En matière de jeux d’argent, la législation belge évolue sans cesse. Ces dernières semaines, la perte horaire moyenne a augmenté de 36%; les opérateurs devront avoir une plateforme par licence et le personnel civil de la police rejoint la liste des interdits de casino.

L’actualité des jeux d’argent en ligne et terrestres est en constante évolution. Surtout lorsqu’il s’agit de la législation sur le marché régulé belge. Le point sur les dernières semaines, riches en rebondissements.

Perte horaire dans les casinos : la limite augmente

Alors qu’elle était auparavant de 75€, la perte horaire moyenne sur les machines est passée à 102€. Soit une augmentation de 36%. Validée évidemment par la Commission des jeux de hasard, suite à une demande des opérateurs et des exploitants. Bref, une bonne nouvelle pour les professionnels, qui réclamaient cet ajustement depuis longtemps (la dernière indexation datant de 2000). Mais une mauvaise nouvelle pour les joueurs compulsifs qui pourront perdre plus, en toute légalité.

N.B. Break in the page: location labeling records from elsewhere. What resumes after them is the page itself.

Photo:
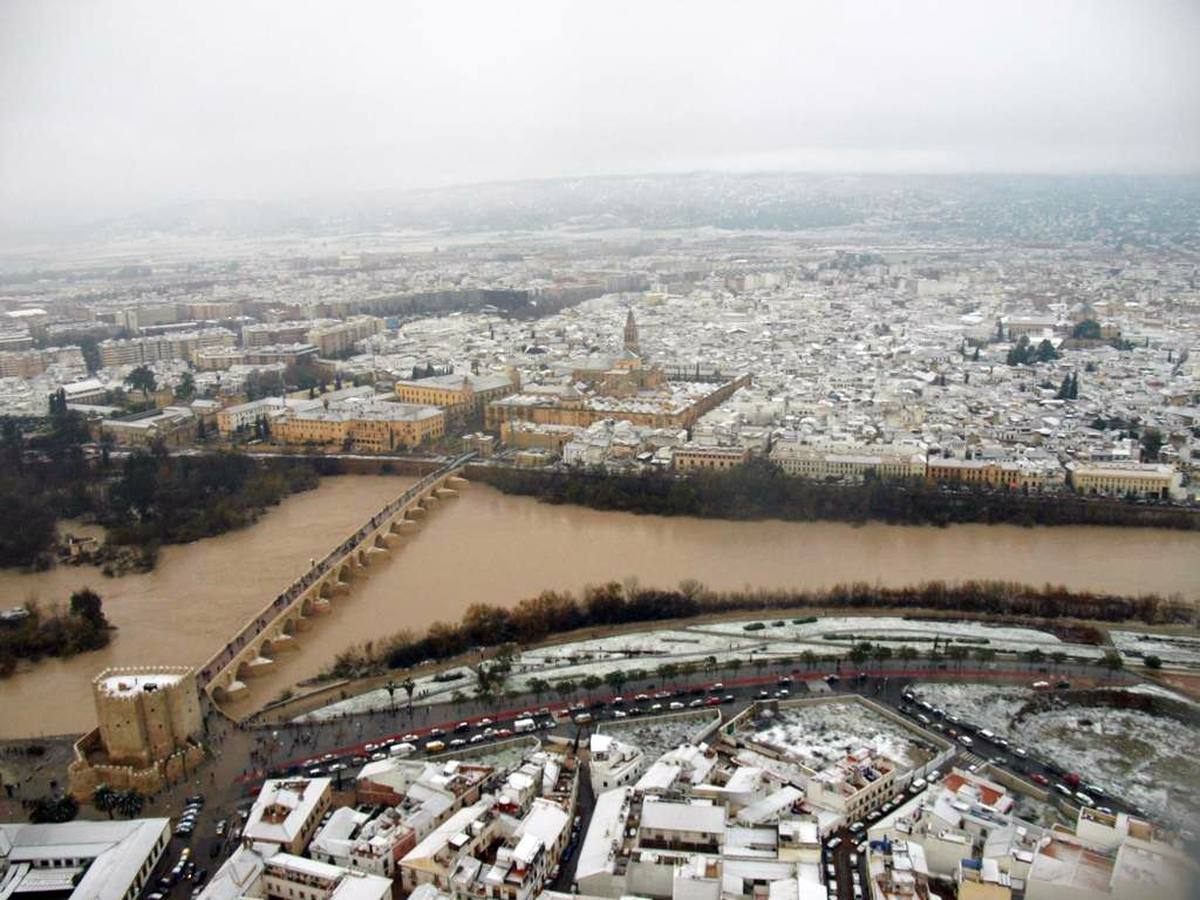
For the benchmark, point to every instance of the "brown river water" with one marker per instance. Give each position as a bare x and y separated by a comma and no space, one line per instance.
484,546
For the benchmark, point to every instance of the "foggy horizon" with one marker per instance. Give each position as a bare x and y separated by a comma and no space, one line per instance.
119,107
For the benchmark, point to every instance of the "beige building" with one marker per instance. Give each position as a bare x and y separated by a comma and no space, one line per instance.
1117,479
185,346
678,405
991,473
462,396
336,339
372,427
850,462
287,813
175,426
694,456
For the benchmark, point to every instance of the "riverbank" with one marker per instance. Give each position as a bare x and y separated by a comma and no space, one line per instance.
611,605
199,594
760,490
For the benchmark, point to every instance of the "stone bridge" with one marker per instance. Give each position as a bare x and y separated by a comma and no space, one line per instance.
274,630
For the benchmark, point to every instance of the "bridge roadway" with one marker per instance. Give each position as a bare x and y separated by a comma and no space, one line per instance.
273,630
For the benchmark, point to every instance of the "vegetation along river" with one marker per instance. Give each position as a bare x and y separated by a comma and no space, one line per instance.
485,546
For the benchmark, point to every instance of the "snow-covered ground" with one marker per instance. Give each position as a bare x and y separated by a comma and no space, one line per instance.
726,641
654,737
825,732
1133,755
894,629
1169,648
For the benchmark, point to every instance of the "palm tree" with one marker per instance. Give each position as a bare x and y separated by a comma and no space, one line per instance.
102,798
129,803
565,688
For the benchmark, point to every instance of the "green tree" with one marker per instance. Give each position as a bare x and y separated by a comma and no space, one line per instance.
53,809
87,605
564,689
129,803
103,798
1151,444
142,379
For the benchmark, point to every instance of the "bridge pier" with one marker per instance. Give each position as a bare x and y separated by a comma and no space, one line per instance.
259,665
235,690
285,643
253,651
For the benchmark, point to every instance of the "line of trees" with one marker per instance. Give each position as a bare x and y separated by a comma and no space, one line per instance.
761,490
150,498
82,627
551,612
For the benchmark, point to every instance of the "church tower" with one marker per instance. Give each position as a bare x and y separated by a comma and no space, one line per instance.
631,334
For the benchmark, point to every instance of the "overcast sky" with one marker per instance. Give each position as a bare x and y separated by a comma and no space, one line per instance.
111,106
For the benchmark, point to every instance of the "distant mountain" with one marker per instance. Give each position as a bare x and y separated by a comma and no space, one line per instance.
972,207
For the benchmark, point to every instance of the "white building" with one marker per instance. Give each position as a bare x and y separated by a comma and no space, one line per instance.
82,861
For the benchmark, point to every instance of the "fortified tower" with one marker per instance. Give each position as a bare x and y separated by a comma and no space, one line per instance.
145,713
631,343
149,721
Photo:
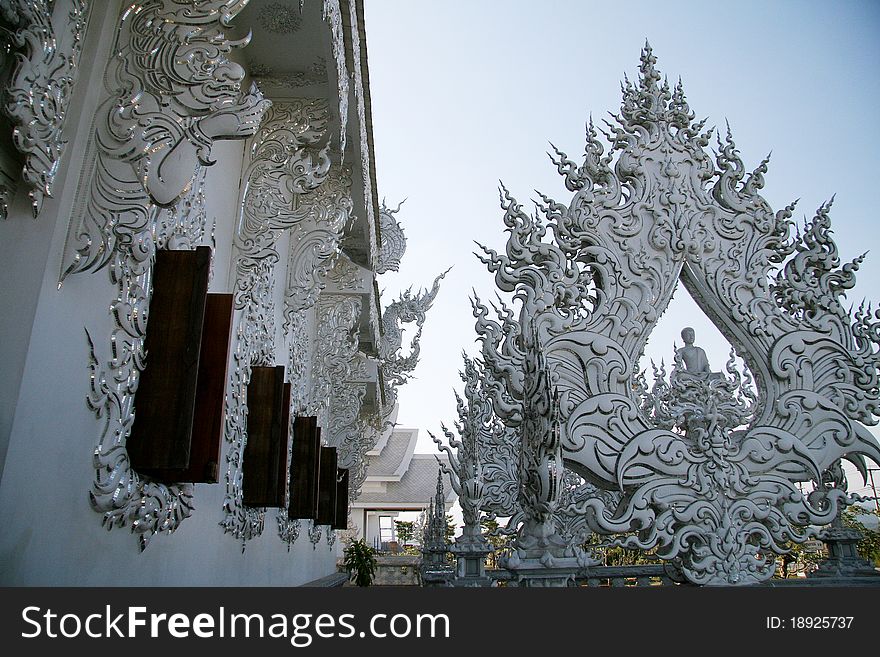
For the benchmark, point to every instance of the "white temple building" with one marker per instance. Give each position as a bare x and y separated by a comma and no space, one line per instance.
398,480
198,359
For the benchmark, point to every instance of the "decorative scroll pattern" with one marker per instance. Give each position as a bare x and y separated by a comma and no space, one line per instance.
314,534
254,345
287,162
332,15
408,309
592,278
314,241
365,140
39,91
118,492
336,346
279,18
464,467
392,246
130,211
171,92
264,76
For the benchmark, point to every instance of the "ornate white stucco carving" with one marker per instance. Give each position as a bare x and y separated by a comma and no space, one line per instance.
49,41
267,77
592,278
314,243
314,534
187,93
172,91
336,347
407,309
279,18
465,467
392,246
333,17
286,162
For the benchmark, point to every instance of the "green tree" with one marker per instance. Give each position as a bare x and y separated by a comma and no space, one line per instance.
451,528
405,531
869,546
618,556
360,561
499,542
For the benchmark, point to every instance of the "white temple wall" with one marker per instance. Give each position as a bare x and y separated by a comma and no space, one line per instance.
51,535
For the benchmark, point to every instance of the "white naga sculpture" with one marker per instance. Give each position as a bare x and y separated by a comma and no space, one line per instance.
705,473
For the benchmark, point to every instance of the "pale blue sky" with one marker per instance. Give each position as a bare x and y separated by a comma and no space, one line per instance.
467,93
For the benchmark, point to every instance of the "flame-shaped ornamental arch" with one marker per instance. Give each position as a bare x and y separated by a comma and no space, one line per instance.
592,278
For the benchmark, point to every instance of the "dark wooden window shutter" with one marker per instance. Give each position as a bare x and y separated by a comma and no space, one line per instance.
264,471
327,487
304,474
177,431
341,499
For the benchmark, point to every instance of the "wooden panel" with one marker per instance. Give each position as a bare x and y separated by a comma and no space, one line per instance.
166,395
327,487
207,430
207,435
305,462
264,471
341,521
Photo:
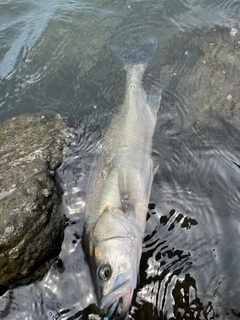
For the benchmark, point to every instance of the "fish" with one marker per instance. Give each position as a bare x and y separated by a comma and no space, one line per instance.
119,188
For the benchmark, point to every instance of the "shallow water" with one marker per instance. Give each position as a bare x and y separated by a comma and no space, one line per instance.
55,57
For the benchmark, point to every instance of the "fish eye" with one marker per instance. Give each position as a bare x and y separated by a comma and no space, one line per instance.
105,272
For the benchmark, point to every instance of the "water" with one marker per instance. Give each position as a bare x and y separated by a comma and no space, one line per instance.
55,57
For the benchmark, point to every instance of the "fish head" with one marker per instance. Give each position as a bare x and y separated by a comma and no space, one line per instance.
115,261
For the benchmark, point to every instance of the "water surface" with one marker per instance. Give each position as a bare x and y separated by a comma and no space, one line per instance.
55,57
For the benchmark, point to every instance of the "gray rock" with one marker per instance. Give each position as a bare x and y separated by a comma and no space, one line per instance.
31,224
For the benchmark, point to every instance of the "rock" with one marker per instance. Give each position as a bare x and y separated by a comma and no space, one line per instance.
31,224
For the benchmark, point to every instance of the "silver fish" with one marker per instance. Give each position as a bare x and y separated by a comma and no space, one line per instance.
119,189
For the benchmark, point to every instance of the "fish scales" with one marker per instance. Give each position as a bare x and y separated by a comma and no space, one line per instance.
119,189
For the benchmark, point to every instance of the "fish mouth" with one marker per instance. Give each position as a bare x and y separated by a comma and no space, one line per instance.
123,295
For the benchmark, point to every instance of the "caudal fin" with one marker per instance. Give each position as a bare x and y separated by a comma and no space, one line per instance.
140,55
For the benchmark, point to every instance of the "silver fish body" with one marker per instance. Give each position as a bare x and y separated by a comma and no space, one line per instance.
119,189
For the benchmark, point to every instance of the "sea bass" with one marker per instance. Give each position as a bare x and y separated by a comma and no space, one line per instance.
119,189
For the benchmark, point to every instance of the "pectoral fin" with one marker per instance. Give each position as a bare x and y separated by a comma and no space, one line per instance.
128,185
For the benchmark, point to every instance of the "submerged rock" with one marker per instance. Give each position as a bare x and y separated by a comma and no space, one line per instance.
31,224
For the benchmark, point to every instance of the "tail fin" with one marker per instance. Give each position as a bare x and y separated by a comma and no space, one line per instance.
140,55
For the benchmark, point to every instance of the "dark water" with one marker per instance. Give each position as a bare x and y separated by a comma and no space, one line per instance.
55,57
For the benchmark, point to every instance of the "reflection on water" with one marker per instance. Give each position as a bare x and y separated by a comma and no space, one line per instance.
55,57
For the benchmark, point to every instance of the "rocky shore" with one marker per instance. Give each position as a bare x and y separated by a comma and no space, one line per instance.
31,222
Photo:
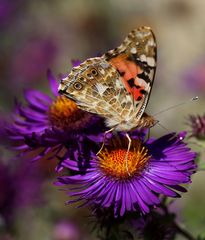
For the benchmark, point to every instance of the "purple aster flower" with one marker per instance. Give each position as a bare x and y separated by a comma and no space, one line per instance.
157,166
20,186
197,124
49,125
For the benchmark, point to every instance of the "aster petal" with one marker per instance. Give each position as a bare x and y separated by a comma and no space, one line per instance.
138,200
53,82
158,188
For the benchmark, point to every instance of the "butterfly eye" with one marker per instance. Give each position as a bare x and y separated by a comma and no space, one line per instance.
94,72
78,86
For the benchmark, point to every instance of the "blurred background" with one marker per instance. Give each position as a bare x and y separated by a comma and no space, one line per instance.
37,35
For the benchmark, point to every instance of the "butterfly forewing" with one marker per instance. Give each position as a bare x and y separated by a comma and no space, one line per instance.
135,60
118,84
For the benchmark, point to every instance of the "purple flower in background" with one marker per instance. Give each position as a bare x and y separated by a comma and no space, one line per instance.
197,124
20,186
66,230
51,125
157,166
31,59
195,77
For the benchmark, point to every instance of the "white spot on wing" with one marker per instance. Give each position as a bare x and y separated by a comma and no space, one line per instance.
133,50
101,88
151,61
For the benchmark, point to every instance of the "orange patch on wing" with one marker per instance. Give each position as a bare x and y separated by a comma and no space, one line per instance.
129,70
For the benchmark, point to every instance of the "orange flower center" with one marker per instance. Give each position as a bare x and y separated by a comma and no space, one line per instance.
122,165
65,114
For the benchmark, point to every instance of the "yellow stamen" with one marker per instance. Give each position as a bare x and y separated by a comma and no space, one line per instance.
65,114
112,161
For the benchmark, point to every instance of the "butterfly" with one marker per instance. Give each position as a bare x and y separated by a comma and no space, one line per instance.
118,84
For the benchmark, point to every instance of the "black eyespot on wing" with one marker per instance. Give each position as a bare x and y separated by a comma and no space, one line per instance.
131,82
78,85
139,98
142,91
94,72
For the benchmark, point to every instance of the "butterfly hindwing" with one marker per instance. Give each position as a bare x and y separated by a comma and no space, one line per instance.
117,85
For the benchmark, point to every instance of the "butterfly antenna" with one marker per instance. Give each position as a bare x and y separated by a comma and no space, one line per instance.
177,105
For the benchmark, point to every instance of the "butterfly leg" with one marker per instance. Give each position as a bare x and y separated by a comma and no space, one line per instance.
128,149
104,137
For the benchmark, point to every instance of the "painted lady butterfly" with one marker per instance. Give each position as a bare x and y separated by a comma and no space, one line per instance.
118,84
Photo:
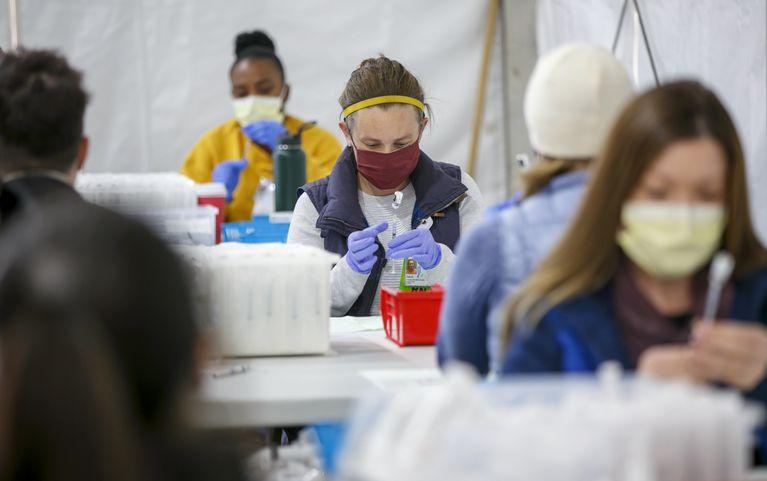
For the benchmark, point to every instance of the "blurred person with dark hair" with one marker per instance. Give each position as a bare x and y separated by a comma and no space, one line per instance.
42,146
99,348
238,153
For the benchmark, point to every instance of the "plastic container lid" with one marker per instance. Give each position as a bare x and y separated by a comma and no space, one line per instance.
210,189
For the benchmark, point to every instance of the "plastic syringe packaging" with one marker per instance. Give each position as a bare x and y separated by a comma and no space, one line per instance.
166,202
552,429
265,299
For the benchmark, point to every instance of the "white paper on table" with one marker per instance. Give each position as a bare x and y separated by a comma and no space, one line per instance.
395,379
349,324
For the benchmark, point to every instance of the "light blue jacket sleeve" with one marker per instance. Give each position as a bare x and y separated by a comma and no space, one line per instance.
472,284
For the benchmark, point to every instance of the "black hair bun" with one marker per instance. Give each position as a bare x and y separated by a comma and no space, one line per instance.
256,39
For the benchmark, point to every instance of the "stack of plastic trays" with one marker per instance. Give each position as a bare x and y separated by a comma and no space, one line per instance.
553,429
265,299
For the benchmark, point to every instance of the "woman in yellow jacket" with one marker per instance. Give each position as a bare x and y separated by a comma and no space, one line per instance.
237,153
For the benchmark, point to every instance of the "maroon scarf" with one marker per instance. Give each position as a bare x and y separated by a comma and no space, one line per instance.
641,326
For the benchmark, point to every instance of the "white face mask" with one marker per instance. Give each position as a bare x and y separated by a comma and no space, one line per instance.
258,107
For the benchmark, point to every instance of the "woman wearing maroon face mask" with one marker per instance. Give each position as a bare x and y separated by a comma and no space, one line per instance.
385,200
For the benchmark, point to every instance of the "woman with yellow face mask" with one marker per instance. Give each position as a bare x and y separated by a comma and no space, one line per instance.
238,153
629,280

Le personnel civil de la police rejoint les interdits de jeux

Près de 10 000 membres civils de la police ont été “oubliés” par la Commission des jeux. Et ce, pendant presque 20 ans… Puisque la rédaction de la liste des interdits de jeux pour raison professionnelle remonte à 1999. Date à laquelle des dizaines de milliers de policiers, huissiers et autres professions en rapport avec la justice sont exclus de tout jeu d’argent. Mais le personnel civil (administratif et logistique) de la police n’était pas intégré au système EPIS (Excluded Persons Information System). Tous ces collaborateurs pouvaient ainsi jouer sans crainte de se faire refouler des casinos en ligne ou terrestres. Mais c’est maintenant chose révolue ! Car l’autorité de régulation y a mis un terme, en les incluant à sa fameuse liste. Et dans la foulée, les comptes des joueurs concernés ont tous été bloqués, sans sommation.

Une nouvelle obligation pour les opérateurs proposant plusieurs jeux sur une même plateforme

Depuis 2017, les opérateurs avaient la possibilité d’exploiter plusieurs licences (A+ / B+ / F1) sur la même plateforme de jeux. Afin de mieux protéger le consommateur, la Commission avait d’ailleurs entre-temps décidé d’imposer une condition supplémentaire : chaque opérateur visé par cette réglementation devait obtenir l’autorisation du joueur avant de laisser celui-ci accéder à sa plateforme multi-licences. Mais depuis peu, c’est fini ! Car la Cour constitutionnelle a pris, suite à l’affaire Rocoluc vs B&M, deux arrêtés (108 et 109) qui vont faire grand bruit dans le secteur. La décision en question ? L’interdiction d’avoir un nom de domaine unique pour l’exploitation de plusieurs licences. Les opérateurs vont donc devoir fractionner leur offre sur plusieurs sites s’ils cumulent plusieurs types de jeux.